Перед ужином, когда все отдыхали, занимаясь своими личными делами, Прохоров и Ващенко отправились в спортгородок. Солдат опять беспомощно болтался на турнике, мешком проваливался между брусьями, неуклюже бросался на коня и, не перепрыгнув его, а сев на снаряд верхом, медленно, боком сползал на землю. Все это он делал лениво, безразлично, вид его словно говорил сержанту: «Давай, давай, усердствуй, я посмотрю, надолго ли у тебя хватит терпения, наверное, ненадолго, утомишься и оставишь меня в покое…»

Но Прохоров набрался терпения, довел-таки солдата до того, что он вспотел и один раз перепрыгнул через снаряд.

— Когда захотите, можете, — заметил сержант.

Солдат промолчал, только вздохнул и нахмурился еще больше.
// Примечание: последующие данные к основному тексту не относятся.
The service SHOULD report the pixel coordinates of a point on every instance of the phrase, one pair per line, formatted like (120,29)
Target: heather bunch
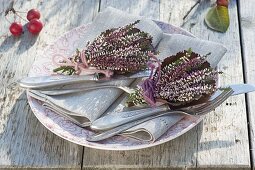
(183,78)
(120,50)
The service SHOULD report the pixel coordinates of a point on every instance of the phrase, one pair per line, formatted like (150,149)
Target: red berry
(33,14)
(16,29)
(222,3)
(34,26)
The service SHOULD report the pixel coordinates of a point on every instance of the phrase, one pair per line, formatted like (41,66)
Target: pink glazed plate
(64,46)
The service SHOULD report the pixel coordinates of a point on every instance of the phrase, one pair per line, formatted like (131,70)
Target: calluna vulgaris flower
(183,78)
(123,49)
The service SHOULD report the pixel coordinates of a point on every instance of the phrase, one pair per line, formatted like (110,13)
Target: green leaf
(217,18)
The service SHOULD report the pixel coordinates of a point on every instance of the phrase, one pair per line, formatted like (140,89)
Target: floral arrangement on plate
(117,50)
(182,79)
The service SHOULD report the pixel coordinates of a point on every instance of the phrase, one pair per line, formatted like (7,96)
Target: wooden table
(225,139)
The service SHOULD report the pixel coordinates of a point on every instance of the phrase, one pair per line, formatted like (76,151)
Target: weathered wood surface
(24,142)
(247,21)
(221,141)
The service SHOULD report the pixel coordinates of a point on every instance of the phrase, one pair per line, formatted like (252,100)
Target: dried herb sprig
(120,50)
(182,79)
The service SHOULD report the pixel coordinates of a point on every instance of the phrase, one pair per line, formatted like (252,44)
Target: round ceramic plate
(64,46)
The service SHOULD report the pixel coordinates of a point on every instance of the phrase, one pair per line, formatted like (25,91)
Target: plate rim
(116,148)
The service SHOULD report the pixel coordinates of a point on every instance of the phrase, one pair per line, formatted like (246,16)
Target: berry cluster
(182,79)
(34,25)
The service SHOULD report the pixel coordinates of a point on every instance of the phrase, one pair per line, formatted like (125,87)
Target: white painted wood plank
(224,138)
(178,153)
(24,142)
(247,21)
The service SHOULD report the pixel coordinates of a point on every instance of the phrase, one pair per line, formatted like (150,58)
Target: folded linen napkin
(93,104)
(170,45)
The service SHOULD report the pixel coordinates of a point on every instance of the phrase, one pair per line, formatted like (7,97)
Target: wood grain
(247,21)
(24,142)
(221,141)
(224,141)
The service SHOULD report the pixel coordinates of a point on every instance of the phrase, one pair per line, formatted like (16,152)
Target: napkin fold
(170,45)
(92,104)
(84,108)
Когда они возвращались в казарму, Прохоров размышлял о том, какие все-таки люди разные. Вот, к примеру, Мягких и Ващенко — оба колхозники, чуть ли не земляки, работали до армии будто в одинаковых условиях, а общего между ними почти ничего и нет. Мягких — старательный, исполнительный, доброжелательный к людям человек. Ващенко — угрюм, ленив, с товарищами живет плохо. Раньше Прохоров жил с людьми на одних правах, и разность их характеров не очень трогала его — с хорошим парнем можно было подружить, а если не нравился ему человек, можно было держаться от него поодаль. А теперь он командир и должен одинаково работать со всеми солдатами в отделении — и с теми, которые ему нравятся, и с такими вот, как Ващенко»

7

Утром солдат отправили на хозяйственные работы. Группу в тридцать человек, куда вошло и отделение Прохорова, отрядили на разгрузку платформ с бутовым камнем для стройки, что велась в городке. Старшим группы Звягин назначил Василия.

Идя справа и чуть позади строя, сержант старательно приветствовал встречных офицеров и время от времени обшаривал глазами дорогу впереди — не покажется ли начальство, которому надо отдавать честь в строю. Не упускал из виду он и своих подчиненных. Это умение все замечать, видеть вокруг себя, которое еще недоступно молодым солдатам, стало для него уже привычкой.

Строй шел хорошо: никто не сбивался с ноги, не забегал вперед, не отставал. «Вот и ходить, кажется, научились, — думал о новобранцах Прохоров, — а далеко им еще до настоящих солдат». До сего времени у сержанта было ощущение, что он командует не отделением, а Барабиным, Ващенко, Мягких, которые живут и действуют каждый сам по себе. И чтобы этот небольшой коллектив жил, занимался, работал в едином, общем для всех ритме, нужно постоянно видеть каждого солдата и, пока не вошло в привычку выполнение правил армейской жизни, требовать, чтобы он эти правила выполнял.

Прохорову хотелось, чтобы солдаты любили его. В школе он усвоил, что командир обязан не только требовать с подчиненных, но и заботиться о них. Но какую заботу мог проявить о своих солдатах Прохоров? Они и так одеты во все новое, кормят их сытно и вовремя, спят они сколько положено. И все это сделано помимо сержанта, а на его долю остается требовать и требовать, подчас жестко и сурово.

И сейчас, поглядывая на идущий слева строй, Прохоров не без горечи спрашивал у себя: «А за что солдатам любить меня?»